# ral nr.



## BGVA8 (11. September 2009)

hallo!

kennt jemand die ral nr. vom RM element 2004 team sc?

bitte um hilfe!!!!!!!!!!!!


----------



## gobo (11. September 2009)

hi

ral.nr. gibt es nicht bei den rocky rahmen!!!

mfg


----------



## MTB-News.de




----------



## BGVA8 (11. September 2009)

*******! wie komm ich dann an farbstifte um lackabplatzer auszubessern?


----------



## PhatBiker (12. September 2009)

BGVA8 = Sicherheits- und Gesundheitsschutzkennzeichnung am Arbeitsplatz .

Machst Du ein auf Sicherheitsbeauftragten in Deiner Firma, oder wie kam es zu Dein Namen ?

Achja, RAL Nummer . . . ich hatte mal ein RotesRad (Marke ist mir entfallen) aus England und hatte das gleich Problem.

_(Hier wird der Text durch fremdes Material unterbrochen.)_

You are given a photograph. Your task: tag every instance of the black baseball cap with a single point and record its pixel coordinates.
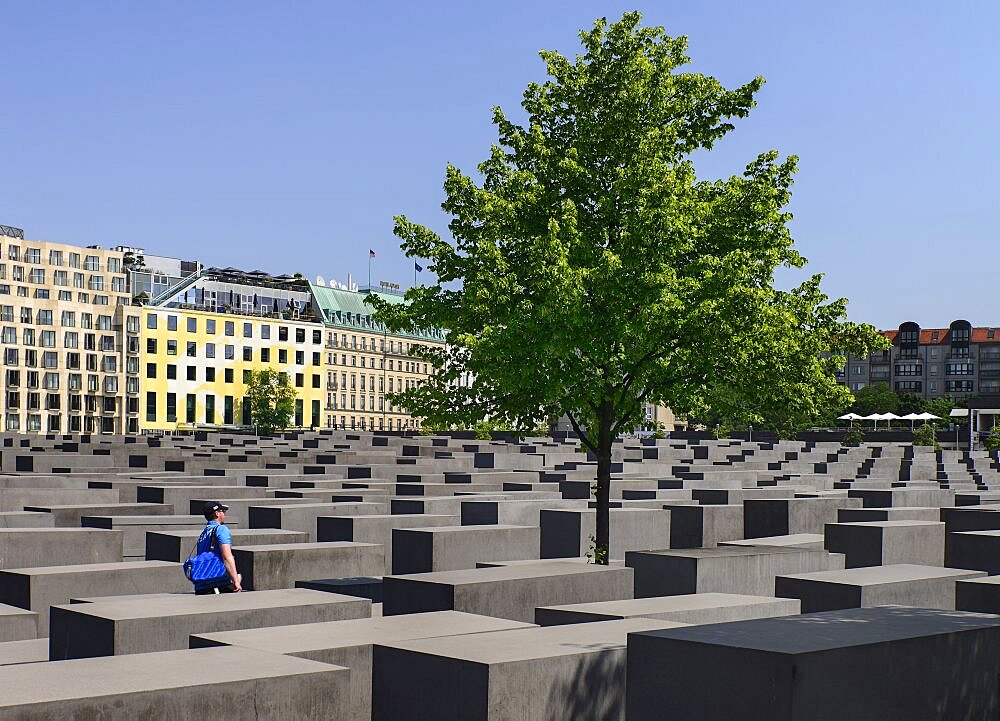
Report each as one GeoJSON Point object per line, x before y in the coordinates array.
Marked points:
{"type": "Point", "coordinates": [211, 507]}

Hab darauf hin diverse Autohäuser abgeklappert und siehe da, es war ein Toyota Rot.


----------



## BGVA8 (12. September 2009)

ich war auch schon mal beim lackierer...aber der konnte mir auf die schnelle auch nicht weiter helfen! leider! er kam mit nemm farbmesser aber leider ist die fläche zum messen einfach zu klein gewesen! und er meinte er kann dann da auch nix machen...es gibt anscheinend auch eine farbtabelle....ich hatte aber auch den einduck das er sich wegen nemm MTB kein bein ausreisen will!


----------



## gobo (12. September 2009)

ist das ying und yang o. red and white?bzw. ist das die farbe wie bei den canuck modellen?


mfg


----------



## BGVA8 (13. September 2009)

red&white!


----------



## gobo (13. September 2009)

hi

schau für das rot mal bei triumph,autos!!

hab mein canuck auch ausbesseren lassen und das beste was gepasst

hat war ein rot von triumph!bin mir nicht ganz sicher!!!!!aber es kann sein

das es ein candy farbton ist.sollte aber eine vernünftige lackiererei sehen.


mfg


----------